Spesso dico a mio marito che è proprio un figlio di papà.
Desiderato, coccolato, stimato, sostenuto, incoraggiato, se ne va in giro nel mondo da 40 anni e passa con la baldanza di uno che ha sempre le spalle coperte. Con grande disappunto del nostro assicuratore, che ogni volta di fronte a tanta incoscienza ci pronostica le peggiori sciagure.
La verità è che gli invidio questa sua spensieratezza di creatura. 
Lui davvero non si affanna per quel che mangerà e per come si vestirà. Per chi gli stirerà le camicie e per chi gli rifarà il letto. (A onor di pari opportunità nemmeno io mi affanno per chi farà il cambio gomme e per chi pagherà la TARI.) Sa che se si dimentica le chiavi qualcuno gli aprirà.
Non tutti sono così fortunati. Ci sono bambini abituati ad avere fame e a prendere botte. Altri convinti di doverselo meritare l’amore. Se ne vanno in giro come figli di nessuno, sempre con l’ombrello dietro perché non si sa mai.

Ci penso spesso all’amore respirato in famiglia, sminuzzato in una miriade di piccole abitudini apprese quasi per osmosi, che senza far rumore a lungo andare ci plasmano. I pranzi della domenica, il bacio della buonanotte, mia nonna che quando il pane cade a terra lo bacia, si mangia tutto perché i bambini in Africa, i soldi non sono un problema, i vecchi hanno sempre ragione.
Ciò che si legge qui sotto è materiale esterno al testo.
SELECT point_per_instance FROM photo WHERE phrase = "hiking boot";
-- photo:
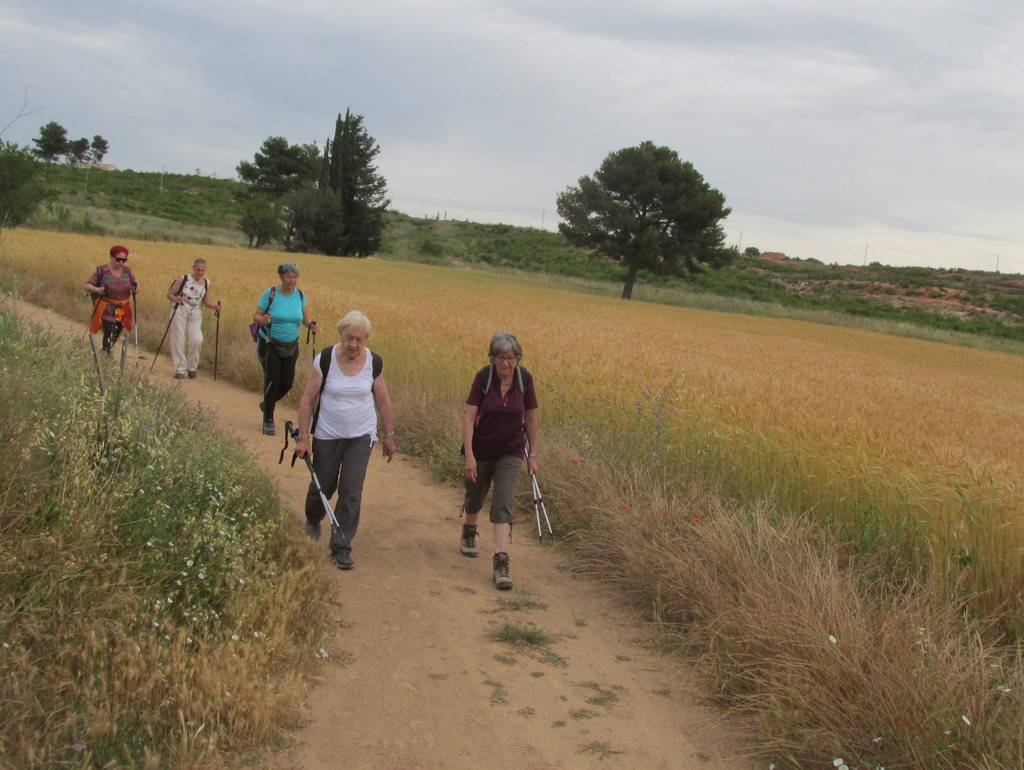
(343, 560)
(502, 580)
(467, 543)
E poi anche i riti noiosi di cui non capisci il senso, i ricordi sbiaditi del catechismo, le poesie di Natale imparate a memoria, gli scherzi fatti a suor Candida, le processioni di Ferragosto con la banda e le litanie biascicate in dialetto, i comandamenti che pare timbrare il cartellino e invece.
Una monotonia di minuscole briciole che ci ha nutrito per quando avremmo avuto fame.

Il sole che sorge dopo la notte più buia.
La primavera che alla fine ha la meglio.
Uno che comunque vada ti aspetta sempre.
Incalliti mangiatori di carrube perché poi tanto c’è l’abbraccio del ritorno.

Sto pensando a queste buone abitudini che ci hanno svezzato, fatti sentire amati e al sicuro, resi forti, quando mi arrivano dal giardino le chiacchiere tra fratelli.
“Oggi non si mangia il gelato, – dice un grande al piccolino – perché è venerdì e Gesù è molto triste.”
E quello facendo spallucce: “Vabbeh, ma tanto poi risorge!”

Hai ragione, bambino mio, non c’è ginocchio sbucciato o brutto voto in pagella, sgambetto di un amico o amore tradito, non c’è notte o tempesta o che possa farti tremare, non c’è pietra o soldato che tenga, se c’è Uno che tanto poi risorge.
Puoi dormire sonni tranquilli, figlio di papà che non sei altro!